News and Press Releases

Eric James Schultz Pleads Guilty in U.S. Federal Court

FOR IMMEDIATE RELEASE
Monday, May 24, 2010

The United States Attorney's Office announced that during a federal court session in Billings on May 21, 2010, before U.S. Magistrate Judge Carolyn S. Ostby, ERIC JAMES SCHULTZ, a 39-year-old resident of Bozeman, pled guilty to investment fraud and money laundering. A sentencing date will be set at a later time. He is currently released on special conditions.

In an Offer of Proof filed by First Assistant U.S. Attorney Carl E. Rostad, the government stated it would have proved at trial the following:

SCHULTZ owned and operated two lending businesses - American Mortgage and Big Sky Equity - which did business in Bozeman and Livingston. The businesses were real estate and mortgage investment enterprises.

Beginning in approximately March of 2008, SCHULTZ, through a business associate, met with another individual in Missoula. That individual, T.F., convinced SCHULTZ that he, T.F., had a program whereby securities would be purchased through a brokerage and then resold to pension funds for a huge profit. T.F. told SCHULTZ that he could turn $50,000 into $1.5 million in as little as two months. SCHULTZ was wary of the promotion and told T.F. that he would wait and see the results of the strategy before committing his own funds. The strategy never proved possible and SCHULTZ invested no monies.

When the deal did not come through, SCHULTZ searched for another investment vehicle to promote and found another opportunity through a second individual, M.M. M.M. used a "mid-term note" platform rather than T.F.'s "zero coupon bond" strategy. SCHULTZ sent M.M. $50,000 in May of 2008. When the deal did not materialize, M.M. returned SCHULTZ's $50,000 six weeks later, but without the benefit of the promised returns.

SCHULTZ, using an intermediary, T.C., approached several large investors and promoted the "mid term note" scheme. SCHULTZ told investors that their money was being placed in a relatively short term investment program that he had set up for maximum rate of return. SCHULTZ did not disclose that he would use any of the amount committed for investment to his personal use. SCHULTZ convinced these investors that their investments would return large amounts of money once invested in his program. One investor, Investor A, during conversations with T.C., was told that he would earn a rate of return of 10 to 1 in 60 days. Prior to investing, this investor received numerous documents from SCHULTZ regarding the investment program which confirmed these promised rates of return. Relying on both verbal and documentary promises, Investor A mailed SCHULTZ a check totaling $100,000 for which he was to receive $1.375 million return in 60 days, according to the documentation provided by SCHULTZ.

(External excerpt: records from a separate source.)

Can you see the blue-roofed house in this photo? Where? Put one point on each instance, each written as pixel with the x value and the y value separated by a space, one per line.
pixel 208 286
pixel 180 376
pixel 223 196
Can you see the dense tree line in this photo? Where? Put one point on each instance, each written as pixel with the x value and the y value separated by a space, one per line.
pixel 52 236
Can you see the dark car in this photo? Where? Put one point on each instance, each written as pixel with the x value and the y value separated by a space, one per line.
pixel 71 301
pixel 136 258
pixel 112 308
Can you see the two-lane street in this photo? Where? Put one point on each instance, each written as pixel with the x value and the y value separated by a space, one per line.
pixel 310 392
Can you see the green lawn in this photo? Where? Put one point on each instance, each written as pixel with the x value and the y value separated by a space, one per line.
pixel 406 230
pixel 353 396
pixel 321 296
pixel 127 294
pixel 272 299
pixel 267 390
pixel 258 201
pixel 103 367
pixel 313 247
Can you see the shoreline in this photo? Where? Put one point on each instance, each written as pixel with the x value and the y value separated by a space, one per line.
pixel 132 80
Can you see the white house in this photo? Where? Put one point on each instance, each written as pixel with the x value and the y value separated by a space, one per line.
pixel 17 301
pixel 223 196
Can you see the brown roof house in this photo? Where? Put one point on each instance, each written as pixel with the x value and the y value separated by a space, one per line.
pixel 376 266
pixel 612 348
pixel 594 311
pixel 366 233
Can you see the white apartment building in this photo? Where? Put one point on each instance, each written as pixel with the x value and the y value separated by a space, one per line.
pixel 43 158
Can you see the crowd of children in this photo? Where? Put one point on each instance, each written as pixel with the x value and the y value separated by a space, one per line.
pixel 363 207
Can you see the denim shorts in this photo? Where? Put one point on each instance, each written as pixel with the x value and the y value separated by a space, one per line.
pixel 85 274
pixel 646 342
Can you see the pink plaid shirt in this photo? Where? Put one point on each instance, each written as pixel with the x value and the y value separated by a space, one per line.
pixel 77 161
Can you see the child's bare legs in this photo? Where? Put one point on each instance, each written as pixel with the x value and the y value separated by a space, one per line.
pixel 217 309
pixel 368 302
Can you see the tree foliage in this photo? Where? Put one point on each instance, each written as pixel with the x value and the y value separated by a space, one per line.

A second investor, Investor B, was also put in contact with SCHULTZ through T.C., SCHULTZ's intermediary, and the investor's personal investment broker. During conversations between Investor B and SCHULTZ, SCHULTZ explained the investment program and the rates of return. SCHULTZ explained that there was no risk to the invested money and the investor could receive up to 16 times the original investment. SCHULTZ also stated that the investment program would last only 60 days from the time that the investment was made at which time the investor would receive the rate of return promised. Prior to investing, Investor B received numerous documents from SCHULTZ confirming the investment program which detailed the rates of return. Investor B, along with other investors, wired $140,000 to SCHULTZ for which they were to receive $2.8 million return in 60 days.

During the period June 2008 through August 2008, SCHULTZ received, from Investors A and B, and others, $740,000. Of that amount, he diverted over $500,000 to his own personal use and benefit. He did invest the remaining $200,000, more or less, with T.F., who was promoting the "zero coupon bond" scheme, but not until September 2, 2008. That amount was also lost as the "zero coupon bond" scheme itself was a swindle. Even though he had been repaid his personal investment of $50,000 by early July 2008 without any profit, SCHULTZ had continued to take in monies from investors knowing that the second deal would not produce the promised returns.

Investors were told nothing about T.F.'s "zero coupon bond" concept. They were told they would be investing in a program put together by SCHULTZ to invest in mid-term notes, and believed they were investing the full amount of their payment.

SCHULTZ faces possible penalties of 20 years in prison, a $250,000 fine and at least 3 years supervised release.

The investigation was a cooperative effort between the Federal Bureau of Investigation and the Criminal Investigation Division of the Internal Revenue Service.